Oleh Hamsia
(Komunitas Peduli Masyarakat)
Wacana-edukasi.com — Mudik sudah menjadi tradisi masyarakat ketika menjelang Hari Raya Idul Fitri. Sayangnya kondisi ini terkendala, sejak Covid-19 menjadi pandemi. Sama seperti tahun lalu mudik masih dilarang, jika sebelumnya larangan mudik begitu diperketat, berdasarkan addendum Satuan Tugas Penanganan (Satgas) Covid-19 Nomor 13 tahun 2021.tentu aturan ini dibuat dengan dalih agar tidak terjadi peningkatan kasus Covid-19 yang semakin parah.
Pelarangan ini berlaku dari 6-17 Mei 2021. Namun, tiba-tiba larangan tersebut diperluas. Tanggal pelarangan mudik diajukan 22 April 2021. Kebijakan ini diambil untuk meminimalisir penyebaran Covid-19, juga untuk membantu kelancaran progam vaksinasi.

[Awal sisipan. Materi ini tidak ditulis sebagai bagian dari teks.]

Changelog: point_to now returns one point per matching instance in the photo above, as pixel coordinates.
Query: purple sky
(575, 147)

“Ketentuan ini ditetapkan dapat mengantisipasi peningkatan arus pergerakan penduduk yang berpotensi meningkatkan penularan kasus antar daerah pada masa sebelum dan sesudah periode peniadaan mudik diberlakukan,” ujar Doni dalam Addendum SE. Satgas Covid-19 No 13/2021 seperti dikutip, Bisnis.co, Jumat (23/4/2021)
Pengamat Transportasi dari Universitas Katolik Soengijapranata (UNIKA) Semarang, Djoko Setjowarno mengatakan, “Diprediksi paska lebaran justru terjadi ledakan penderita Covid baru. Secara psikologis, hal ini akan menurunkan kepercayaan rakyat terhadap kebijakan pemerintah menuntaskan pandemi, bahkan kebijakan vaksinasi bisa dianggap gagal. (liputan6.com, 28/3/2021).
Imbas Larangan Mudik
Sejatinya kebijakan ini memang bagus. Akan tetapi dalam pelaksanaannya ternyata membuat masyarakat bersusah hati. Bagi masyarakat umum, larangan mudik juga dirasa berat. Biasanya momen lebaran adalah waktu yang tepat untuk pulang ke kampung halaman. Bertemu keluarga yang sudah lama ditinggalkan. Saat yang tepat untuk bersilaturahmi. Namun, semua itu tinggallah impian. Pandemi yang tak kunjung usai kembali menjadi alasan tertundanya Lebaran di kampung halaman tercinta.
Sistem kapitalisme yang saat ini mendominasi kepemimpinan, menjadikan penguasa mudah sekali memutuskan suatu perkara, tanpa melihat dengan jeli dampak buruk yang bisa terjadi. Terlihat dengan kebijakannya, mereka tidak benar-benar sepenuh hati memikirkan kehidupan rakyat selama pandemi. Mudik dilarang, tetapi tempat wisata justru dibolehkan untuk dikunjungi. Padahal, kita tahu bahwa tempat wisata rentan menjadi tempat berkerumunnya masyarakat yang dapat menjadi pemicu meningkatnya penyebaran virus Covid-19.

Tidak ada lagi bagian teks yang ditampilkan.